WASHINGTON — FBI director James Comey says more information should be released soon on the recent hack attack on the Office of Personnel Management, which he calls an “enormous breach.”
Comey says adversaries may have accessed decades of personal and sensitive information on federal employees, as well as anyone noted in their background checks, such as spouses, siblings, children and references.
“So the numbers quickly grow far beyond the number of federal employees, which is millions over the last 20 years. And so it is a very, very big number. It is a huge deal,” Comey told members of the Senate Intelligence Committee while testifying Wednesday.
Comey’s statements came after Sen. Mark Warner, D-Virginia, expressed frustration on behalf of federal workers looking for information.
“We’re literally months into this now and continue to get a series of different answers in terms of numbers. I’ve been very disappointed by OPM’s reaction post-breach,” Warner said.
Comey says the Obama administration intends to share more details on the investigation soon: “a public and more detailed accounting of what we think was lost,” he says.
The government has initiated three courses of action responding to the hack.
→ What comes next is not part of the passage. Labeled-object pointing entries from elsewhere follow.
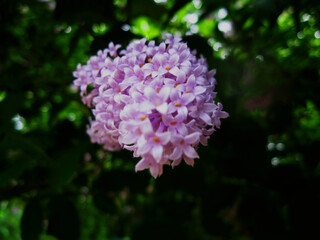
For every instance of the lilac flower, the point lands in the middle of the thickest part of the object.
(156, 101)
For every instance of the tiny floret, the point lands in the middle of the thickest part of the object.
(157, 101)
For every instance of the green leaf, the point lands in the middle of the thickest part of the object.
(63, 219)
(32, 220)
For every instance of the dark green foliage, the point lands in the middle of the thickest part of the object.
(259, 176)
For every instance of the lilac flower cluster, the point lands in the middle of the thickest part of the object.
(156, 101)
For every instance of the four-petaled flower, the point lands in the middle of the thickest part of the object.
(156, 101)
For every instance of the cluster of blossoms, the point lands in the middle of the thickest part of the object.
(156, 101)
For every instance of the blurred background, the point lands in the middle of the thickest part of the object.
(257, 179)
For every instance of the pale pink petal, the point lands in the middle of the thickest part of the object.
(156, 152)
(190, 152)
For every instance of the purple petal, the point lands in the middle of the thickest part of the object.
(182, 112)
(163, 108)
(156, 152)
(206, 118)
(192, 138)
(188, 161)
(187, 98)
(176, 154)
(190, 152)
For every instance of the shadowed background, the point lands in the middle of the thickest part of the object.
(257, 179)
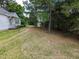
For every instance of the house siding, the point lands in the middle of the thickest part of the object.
(4, 22)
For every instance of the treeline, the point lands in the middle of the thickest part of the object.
(12, 6)
(63, 15)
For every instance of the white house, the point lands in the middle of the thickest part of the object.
(8, 20)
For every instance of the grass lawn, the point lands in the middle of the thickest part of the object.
(32, 43)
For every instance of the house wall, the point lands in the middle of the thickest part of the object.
(4, 22)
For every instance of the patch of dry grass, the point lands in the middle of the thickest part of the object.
(36, 44)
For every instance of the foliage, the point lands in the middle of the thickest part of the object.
(14, 7)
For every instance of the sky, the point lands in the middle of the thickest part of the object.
(20, 2)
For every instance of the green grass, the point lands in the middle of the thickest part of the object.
(35, 44)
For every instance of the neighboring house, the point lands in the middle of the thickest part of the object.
(8, 20)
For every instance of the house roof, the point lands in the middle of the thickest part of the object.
(13, 14)
(5, 12)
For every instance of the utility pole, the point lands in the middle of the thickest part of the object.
(49, 27)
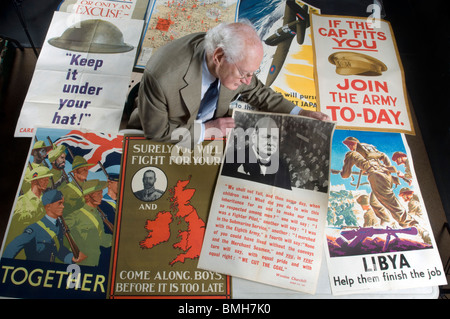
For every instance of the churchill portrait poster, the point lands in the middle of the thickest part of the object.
(359, 75)
(266, 222)
(82, 75)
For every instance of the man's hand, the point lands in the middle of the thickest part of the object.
(218, 127)
(315, 115)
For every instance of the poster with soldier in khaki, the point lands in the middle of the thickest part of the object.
(59, 236)
(378, 233)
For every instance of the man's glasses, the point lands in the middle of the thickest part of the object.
(245, 76)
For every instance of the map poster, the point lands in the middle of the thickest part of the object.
(82, 74)
(267, 218)
(173, 19)
(359, 75)
(58, 240)
(378, 233)
(165, 196)
(287, 66)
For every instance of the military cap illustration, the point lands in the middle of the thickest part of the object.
(38, 173)
(93, 36)
(363, 200)
(93, 186)
(354, 63)
(79, 162)
(51, 196)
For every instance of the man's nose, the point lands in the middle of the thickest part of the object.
(247, 80)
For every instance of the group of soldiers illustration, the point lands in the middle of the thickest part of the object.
(382, 208)
(62, 216)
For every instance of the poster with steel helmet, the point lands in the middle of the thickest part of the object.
(82, 75)
(359, 75)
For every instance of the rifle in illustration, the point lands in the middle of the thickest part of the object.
(356, 236)
(73, 245)
(102, 214)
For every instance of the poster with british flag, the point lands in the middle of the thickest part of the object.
(59, 235)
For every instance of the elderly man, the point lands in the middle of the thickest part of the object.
(173, 102)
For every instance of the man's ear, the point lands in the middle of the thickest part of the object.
(218, 56)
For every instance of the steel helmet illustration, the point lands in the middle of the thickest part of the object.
(93, 36)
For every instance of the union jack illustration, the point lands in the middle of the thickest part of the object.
(93, 147)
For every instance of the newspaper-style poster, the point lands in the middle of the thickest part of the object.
(378, 232)
(165, 196)
(82, 75)
(287, 66)
(267, 217)
(120, 9)
(59, 236)
(169, 20)
(359, 75)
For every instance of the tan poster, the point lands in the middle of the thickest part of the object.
(359, 75)
(165, 194)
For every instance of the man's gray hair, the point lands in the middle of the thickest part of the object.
(233, 38)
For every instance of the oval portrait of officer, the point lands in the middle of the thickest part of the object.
(149, 184)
Federal News Radio Managing Editor Tom Temin says OPM has shut down the electronic background system; it’s now being done by paper. The Federal Chief Information ordered agencies to do a 30-day “cyber sprint” to better secure agency networks and data.
And Homeland Security Secretary Jeh Johnson has said that a new intrusion-detection system called Einstein 3A will be available to every federal agency by the end of the year.
“With the implication, ‘You’d better have it installed’,” Temin says.